Tatana Kellner

Tatana Kellner


November 11 – December 20, 2000

As an artist I am concerned with the human condition both historically and in the present time. In my work I try to transcend the everyday experience in a way that will stir both my own and viewer’s emotions.

I grapple with the baggage of the accumulated information and wonder about the possibility of original vision.

I choose the medium of photography to contemplate these issues. In a culture where words are more accessible than visual images, I create photographs that bridge the gap and engage the viewer. In this age of media over saturation I seek the challenges of photographic images as a mirror of ourselves. I consciously employ non-traditional processes to break down the barriers between the work and the viewer. I am interested in images that force the viewer to suspend time and belief.

Recently I began printing images on alternative surfaces such as leaves, ceramic slabs, stones, and handmade paper as a way to actually give physical dimension to traditional black-and-white photography – the media which visually records the third dimension on a two dimensional surface. In Arcticum Lappa – Tenacious Leaves, Tenacious Memories, I placed photographs directly on burdock leaves. I am intrigued by the contrast of the leaf – an epitome of ephemera and the stubbornness of the burdock plant itself – with its forty-foot long roots – making the plant almost impossible to eradicate. In my most recent project, Eye Witness, I printed images of the eye on handmade paper shaped “stones”. The eyes are metaphors – as witnesses, harbingers of truth, premonitions, and signifiers of beauty.

TATANA KELLNER, the artistic director and co-founder of the Women’s Studio Workshop, was born in Prague, Czechoslovakia. She began her professional career in 1974 when she graduated with a MFA from the Rochester Institute of Technology and moved to Rosendale. There she helped to found the Women’s Studio Workshop, a visual arts workspace offering programs for professional artists. Kellner, stimulated by the Workshop atmosphere, has worked continuously across several media including printmaking, papermaking, photography, and most recently ceramics, though her involvement with photography has been the basis for all of her work.

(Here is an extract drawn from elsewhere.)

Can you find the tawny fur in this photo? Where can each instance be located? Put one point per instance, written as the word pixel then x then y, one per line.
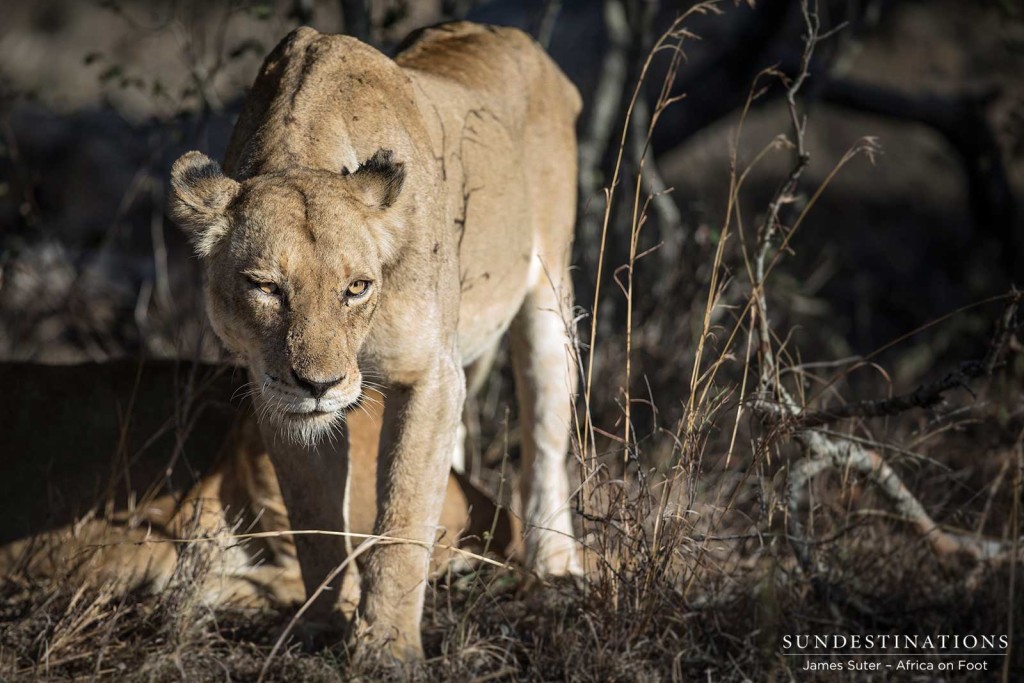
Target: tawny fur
pixel 136 458
pixel 441 187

Tatana has been a resident fellow at the MacDowell Colony, Yaddo, the Banff Centre for the Arts, and the Virginia Center for Creative Arts. She has also been awarded residency fellowship grants from the Visual Studies Workshop, Lightwork, and the University of Southern Maine. A two-time recipient of the Photographers’ Fellowship Grants given by the New York Foundation for the Arts and Center for Photography at Woodstock’s Photographer’s Fund Fellowship, Kellner has had solo exhibits at the Goldstrom Gallery, NYC; Lake George Project for the Arts; CEPA Gallery, Buffalo; Society for Contemporary Photography, Kansas City; Center for Visual Arts at the University of Toledo; and at the Kirkland Arts Center Gallery, Hamilton. She received a special award from the New York State Council on the Arts to publish artists’ books about her parents’ experiences as Holocaust survivors, 711225: Fifty Years of Silence and B-11227: Fifty Years of Silence. Her work is included in the collections at the Albright Knox Art Gallery, New York Public Library, Museum of Modern Art Library, Metropolitan Museum Library, Tate Gallery Library, and the National Gallery of Art Library. In her work at WSW she serves as a curator and has taught and lectured throughout the country at the following – American Photography Institute at New York University, State University of New York at New Paltz, Feminist Art Institute of NYC, Skidmore College, Rochester Institute of Technology, and University of Santa Cruz.